In order to get my project going, I needed to pull a large enough data set of album covers from artists 13 musical genres (Comedy, for example, would be left out of as a category) from iTunes. As I took a look at the iTunes API, it seemed pretty easy! It provided all the info I needed for an album, including a link to an album image, genre, and a time period for when the album was released.
Unfortunately, doing any API call in iTunes required an artist to input, which wasn’t helpful for me. The ideal situation would have been to get a randomized list of artists from a specific genre, ranging from the 1980s to present day. iTunes was of no help.
Enter Wikipedia artist lists (example here). For each genre of music, Wikipedia generally has a list of artist names that span from more recent artists to “older” artists. After manually collecting the list of artists per genre that matched up to iTunes genres, I used Wikipedia’s python API, to extract the names from each of these lists.
This artist list of 29,450 was then fed into the iTunes API - now I had 29,450 JSON txt files to deal with. These were read into a dataframe, and cleaned up to include only the relevant data I needed for my analysis.

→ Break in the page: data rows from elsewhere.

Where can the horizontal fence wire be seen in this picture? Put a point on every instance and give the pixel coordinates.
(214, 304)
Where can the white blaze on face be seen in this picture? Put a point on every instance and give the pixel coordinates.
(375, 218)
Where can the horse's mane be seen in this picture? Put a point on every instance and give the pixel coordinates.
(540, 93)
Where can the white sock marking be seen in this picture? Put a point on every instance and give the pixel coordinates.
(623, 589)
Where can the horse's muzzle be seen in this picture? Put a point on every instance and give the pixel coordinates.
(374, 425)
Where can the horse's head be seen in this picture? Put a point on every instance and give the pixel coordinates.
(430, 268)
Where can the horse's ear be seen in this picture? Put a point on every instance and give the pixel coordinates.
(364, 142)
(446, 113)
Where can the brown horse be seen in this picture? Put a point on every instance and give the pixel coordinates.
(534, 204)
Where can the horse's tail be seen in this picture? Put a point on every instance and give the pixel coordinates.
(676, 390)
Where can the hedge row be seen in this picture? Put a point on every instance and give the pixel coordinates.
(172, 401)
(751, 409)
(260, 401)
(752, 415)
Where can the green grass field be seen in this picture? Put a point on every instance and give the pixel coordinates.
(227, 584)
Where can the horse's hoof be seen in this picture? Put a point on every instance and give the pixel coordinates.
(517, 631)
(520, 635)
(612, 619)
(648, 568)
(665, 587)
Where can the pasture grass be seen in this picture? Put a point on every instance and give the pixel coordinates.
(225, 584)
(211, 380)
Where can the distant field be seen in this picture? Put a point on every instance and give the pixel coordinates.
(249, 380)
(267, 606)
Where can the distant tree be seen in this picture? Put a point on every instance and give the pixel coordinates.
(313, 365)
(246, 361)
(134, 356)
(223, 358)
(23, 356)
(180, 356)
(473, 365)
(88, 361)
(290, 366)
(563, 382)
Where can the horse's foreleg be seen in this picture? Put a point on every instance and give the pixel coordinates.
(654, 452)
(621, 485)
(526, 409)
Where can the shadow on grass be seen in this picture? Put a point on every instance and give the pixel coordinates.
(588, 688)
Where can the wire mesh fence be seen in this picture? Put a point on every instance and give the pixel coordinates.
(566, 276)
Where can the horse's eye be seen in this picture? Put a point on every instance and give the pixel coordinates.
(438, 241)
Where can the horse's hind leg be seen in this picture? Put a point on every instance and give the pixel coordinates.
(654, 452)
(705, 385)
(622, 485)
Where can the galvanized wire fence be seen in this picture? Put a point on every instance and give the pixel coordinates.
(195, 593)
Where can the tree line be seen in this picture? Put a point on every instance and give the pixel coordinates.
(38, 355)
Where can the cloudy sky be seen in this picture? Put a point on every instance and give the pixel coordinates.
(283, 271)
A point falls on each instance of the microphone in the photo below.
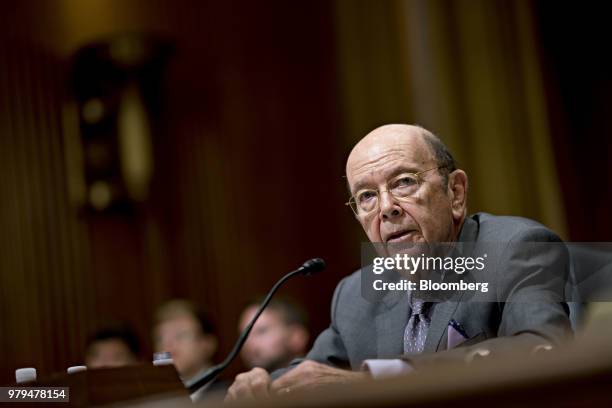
(308, 268)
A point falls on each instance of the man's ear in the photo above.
(458, 186)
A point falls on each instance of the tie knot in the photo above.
(418, 306)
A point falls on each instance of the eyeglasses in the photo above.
(401, 188)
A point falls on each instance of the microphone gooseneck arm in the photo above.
(308, 268)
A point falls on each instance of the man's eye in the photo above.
(366, 196)
(406, 181)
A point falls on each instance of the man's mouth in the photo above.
(400, 236)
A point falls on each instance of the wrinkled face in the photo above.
(109, 353)
(427, 216)
(269, 345)
(183, 338)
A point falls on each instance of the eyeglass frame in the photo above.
(417, 175)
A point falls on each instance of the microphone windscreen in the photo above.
(313, 265)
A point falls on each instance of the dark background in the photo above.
(250, 131)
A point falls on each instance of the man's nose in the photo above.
(388, 206)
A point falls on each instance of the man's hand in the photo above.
(309, 374)
(250, 385)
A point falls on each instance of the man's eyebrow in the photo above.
(395, 172)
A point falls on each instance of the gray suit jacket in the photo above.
(361, 329)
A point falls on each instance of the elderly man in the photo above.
(405, 189)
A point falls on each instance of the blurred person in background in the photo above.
(183, 330)
(112, 347)
(279, 336)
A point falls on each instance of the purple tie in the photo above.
(416, 329)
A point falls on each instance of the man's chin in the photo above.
(410, 248)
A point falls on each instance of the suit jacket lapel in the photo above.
(390, 324)
(444, 311)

Key thing to note too is that each artist could have mulitple albums which were nested in the JSON file. The final dataframe contained 137,423 albums, meaning that each artist had an average of 4.7 albums.
One major issue with this data is the method of collecting the artists from Wikipedia. There’s a lot of reliance on the artist lists being completely representative of nearly 40 years worth of a genre. If this project were to be done again, further exploration could be done on finding another source that would be more comprehensive than Wikipedia (iTunes please have a pull by genre only and not by artist only, kthanks).

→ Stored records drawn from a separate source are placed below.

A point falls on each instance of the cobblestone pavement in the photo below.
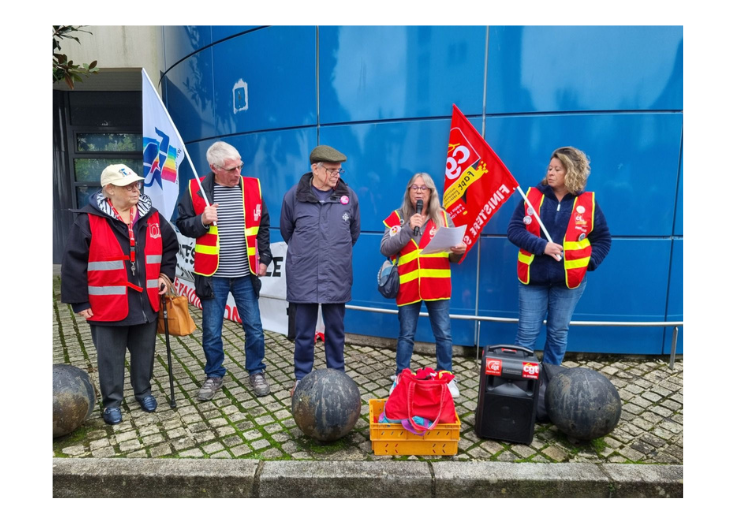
(237, 424)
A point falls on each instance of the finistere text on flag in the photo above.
(477, 183)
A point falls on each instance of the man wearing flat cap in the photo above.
(320, 222)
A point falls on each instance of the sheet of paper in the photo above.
(444, 239)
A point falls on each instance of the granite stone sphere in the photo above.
(74, 398)
(583, 403)
(326, 404)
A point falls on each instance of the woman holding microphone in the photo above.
(423, 278)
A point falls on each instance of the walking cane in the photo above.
(172, 402)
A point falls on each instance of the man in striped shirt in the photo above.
(228, 217)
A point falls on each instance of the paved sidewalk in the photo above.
(237, 424)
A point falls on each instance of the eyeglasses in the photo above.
(334, 171)
(136, 186)
(238, 167)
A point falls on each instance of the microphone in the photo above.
(420, 205)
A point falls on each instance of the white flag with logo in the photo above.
(163, 151)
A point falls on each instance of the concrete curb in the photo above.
(169, 478)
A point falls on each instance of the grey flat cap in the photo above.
(326, 154)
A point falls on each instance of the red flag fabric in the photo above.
(477, 183)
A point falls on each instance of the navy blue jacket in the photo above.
(555, 217)
(319, 261)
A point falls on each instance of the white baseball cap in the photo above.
(118, 175)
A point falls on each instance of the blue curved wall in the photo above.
(384, 95)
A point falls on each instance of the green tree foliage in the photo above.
(65, 69)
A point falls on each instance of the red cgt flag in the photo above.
(476, 181)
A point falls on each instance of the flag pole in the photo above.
(186, 153)
(539, 220)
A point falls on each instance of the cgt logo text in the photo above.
(530, 370)
(494, 367)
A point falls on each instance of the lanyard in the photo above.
(131, 236)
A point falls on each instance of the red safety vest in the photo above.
(207, 247)
(576, 245)
(421, 277)
(107, 278)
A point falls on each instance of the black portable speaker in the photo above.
(507, 396)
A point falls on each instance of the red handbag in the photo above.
(424, 394)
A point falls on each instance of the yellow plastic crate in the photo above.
(393, 439)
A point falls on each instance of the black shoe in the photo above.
(112, 416)
(148, 404)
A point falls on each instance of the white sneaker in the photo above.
(452, 385)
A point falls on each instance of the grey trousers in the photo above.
(111, 342)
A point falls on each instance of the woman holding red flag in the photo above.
(553, 273)
(422, 277)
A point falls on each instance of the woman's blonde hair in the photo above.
(432, 205)
(577, 164)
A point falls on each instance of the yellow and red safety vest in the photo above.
(207, 247)
(107, 278)
(576, 246)
(421, 277)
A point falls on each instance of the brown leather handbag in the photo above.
(180, 322)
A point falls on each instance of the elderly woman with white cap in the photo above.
(117, 250)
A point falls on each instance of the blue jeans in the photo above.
(439, 318)
(557, 303)
(213, 311)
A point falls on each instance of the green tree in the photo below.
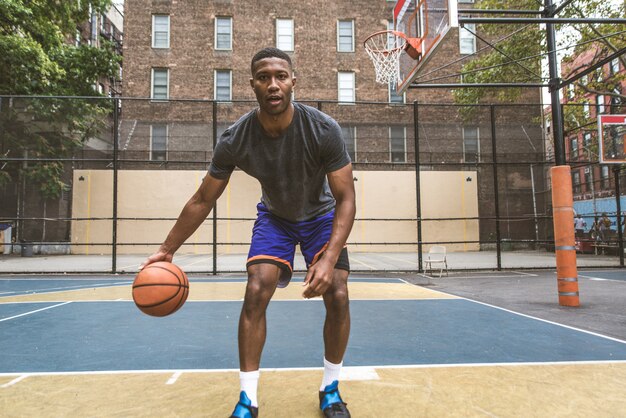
(521, 48)
(516, 59)
(38, 58)
(596, 42)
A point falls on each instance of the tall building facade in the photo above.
(584, 103)
(187, 68)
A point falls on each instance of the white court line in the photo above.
(413, 263)
(493, 276)
(304, 369)
(600, 279)
(546, 321)
(35, 311)
(14, 381)
(174, 378)
(52, 290)
(523, 273)
(360, 262)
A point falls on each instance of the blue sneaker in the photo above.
(331, 403)
(244, 408)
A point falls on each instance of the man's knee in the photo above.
(259, 289)
(337, 296)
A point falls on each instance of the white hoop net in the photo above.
(384, 49)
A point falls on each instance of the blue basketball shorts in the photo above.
(274, 241)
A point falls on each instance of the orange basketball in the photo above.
(160, 288)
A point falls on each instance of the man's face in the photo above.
(272, 82)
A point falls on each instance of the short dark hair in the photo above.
(269, 52)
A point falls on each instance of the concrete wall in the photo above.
(162, 194)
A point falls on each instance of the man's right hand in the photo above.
(158, 256)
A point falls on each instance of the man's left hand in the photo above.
(318, 279)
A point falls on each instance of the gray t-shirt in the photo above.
(291, 168)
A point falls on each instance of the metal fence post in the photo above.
(618, 203)
(417, 187)
(115, 173)
(494, 164)
(215, 206)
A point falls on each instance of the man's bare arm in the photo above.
(191, 217)
(319, 277)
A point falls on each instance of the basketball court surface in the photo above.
(470, 344)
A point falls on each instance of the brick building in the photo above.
(581, 137)
(180, 58)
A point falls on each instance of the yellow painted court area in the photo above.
(574, 390)
(235, 291)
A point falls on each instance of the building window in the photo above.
(397, 144)
(614, 67)
(223, 33)
(573, 154)
(586, 110)
(467, 40)
(600, 103)
(158, 142)
(394, 97)
(605, 177)
(570, 91)
(160, 31)
(349, 136)
(616, 100)
(588, 177)
(284, 34)
(345, 82)
(576, 181)
(471, 145)
(160, 83)
(345, 36)
(223, 82)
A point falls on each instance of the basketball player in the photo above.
(298, 155)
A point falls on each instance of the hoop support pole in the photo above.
(564, 241)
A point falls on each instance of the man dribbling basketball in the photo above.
(298, 155)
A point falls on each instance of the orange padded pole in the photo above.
(563, 216)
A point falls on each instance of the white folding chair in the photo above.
(436, 258)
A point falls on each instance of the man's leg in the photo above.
(337, 324)
(336, 334)
(262, 281)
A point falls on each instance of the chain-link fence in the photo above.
(95, 184)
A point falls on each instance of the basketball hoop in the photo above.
(385, 48)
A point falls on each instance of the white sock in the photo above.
(249, 382)
(331, 373)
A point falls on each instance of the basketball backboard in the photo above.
(430, 20)
(612, 138)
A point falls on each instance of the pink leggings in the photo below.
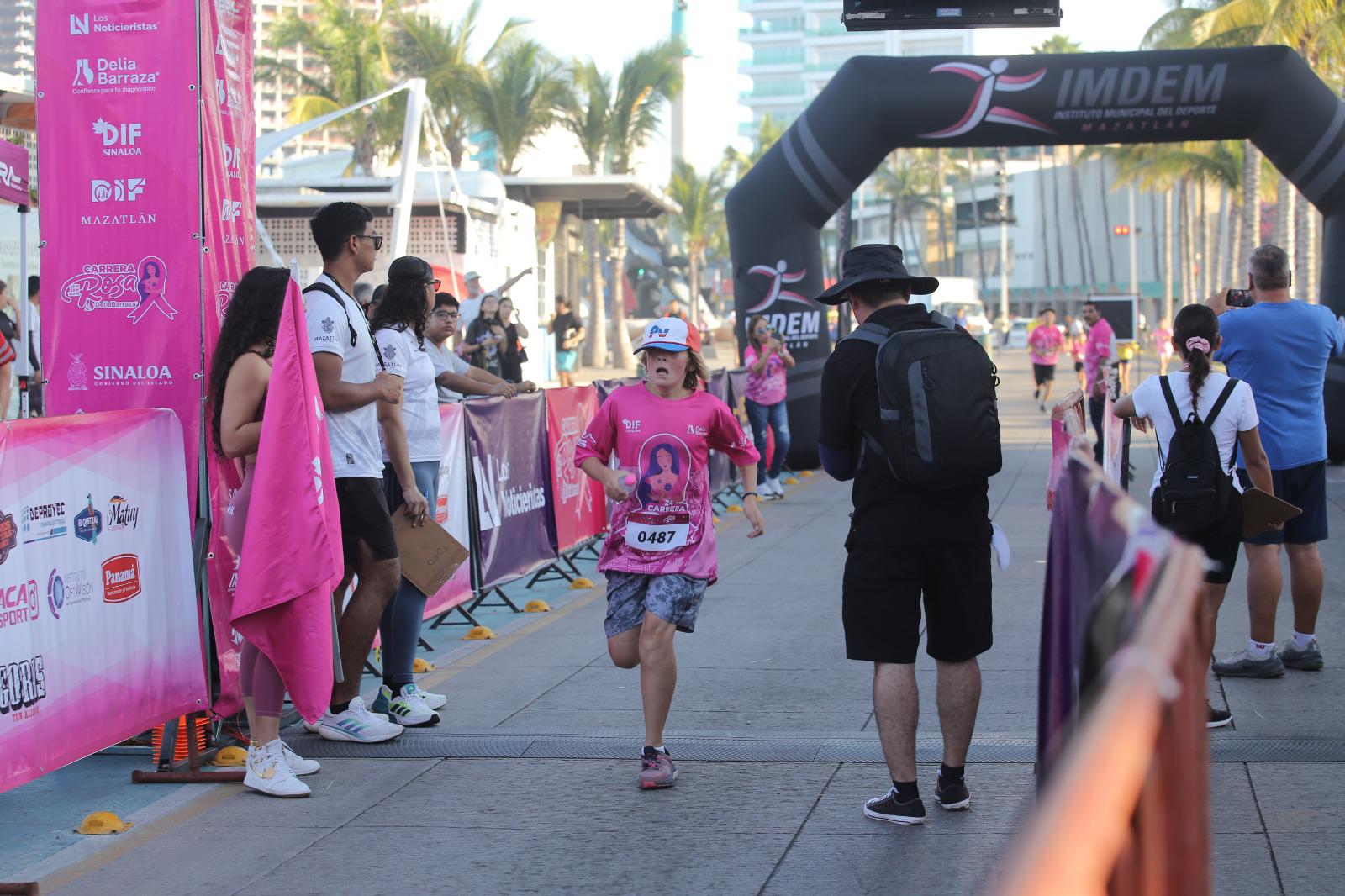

There’s also a question of how a genre is determined for a specific artist/album, especially when considering this 40 year long time period. For the sake of simplicity, I assumed that the iTunes genre classification was correct. But, of course, there could be some discrepancy here. Pop is likely particularly tricky, especially over time. Consider an artist like Adele, and her album 19. iTunes has listed this as Pop, R&B / Soul, and Rock. The main genre (which is the one that was utilized in this analysis) would be Pop. At the same time, an artist like DJ Snake, can be categorized as Dance and Pop at the same time. These two artists are also within the same time period!
Another issue that came with this data was the availablity of artists by genre and by decade. Unsurprisingly, there were certain genres that had way more albums vs others. It was more difficult to find Blues albums vs Pop albums. Also, it was much more difficult to find a high volume of albums that were made in the earlier decades vs more recent decades unsurprisingly.
So what does this mean? The train model has to see a balanced sample of genre and decades so that it doesn’t only learn newer dance songs. It also means that we have to select time periods and decades that have enough sample to be able to properly train the model.
The final dataset then had:
This part was a bit tricky considering all the above listed risks and assumptions. The ideal situation was to treat the labels of each record as a combination of Decade and Genre in one (e.g. “1980s - Reggae”). But, sample size would just be too small to be able to use this label in a train model. For example, there were only 13 album covers that were categorized as Blues and in the 1980s. This wouldn’t be feasible to create a model that had any sort of predictive power.
The next alternative was to use two different target variables, and create two separate models. Really not ideal (especially given the above risks and assumptions) but it would suffice.
Using the data from the 1980s - present, and across all 13 genres, two models were built with one predicting the genre of an album cover, and another predicting the genre.
This gave me 1,000 album covers per decade (4,000 total), and 800 album covers per genre (10,400 total).
Now that I had all the data and an idea of how to explore my target variables, I wanted to see if this idea could actually work. The key question I wanted to answer in this phase was whether or not there was a qualitiative difference in the way album covers of genres and decades looked.
Thankfully there are many image blending techniques out there that could easily be implemented using Python! I decided to stick with mexitek’s Geek Art github which utilized alpha transparency image blending. You too can replicate his “geek art” via his git.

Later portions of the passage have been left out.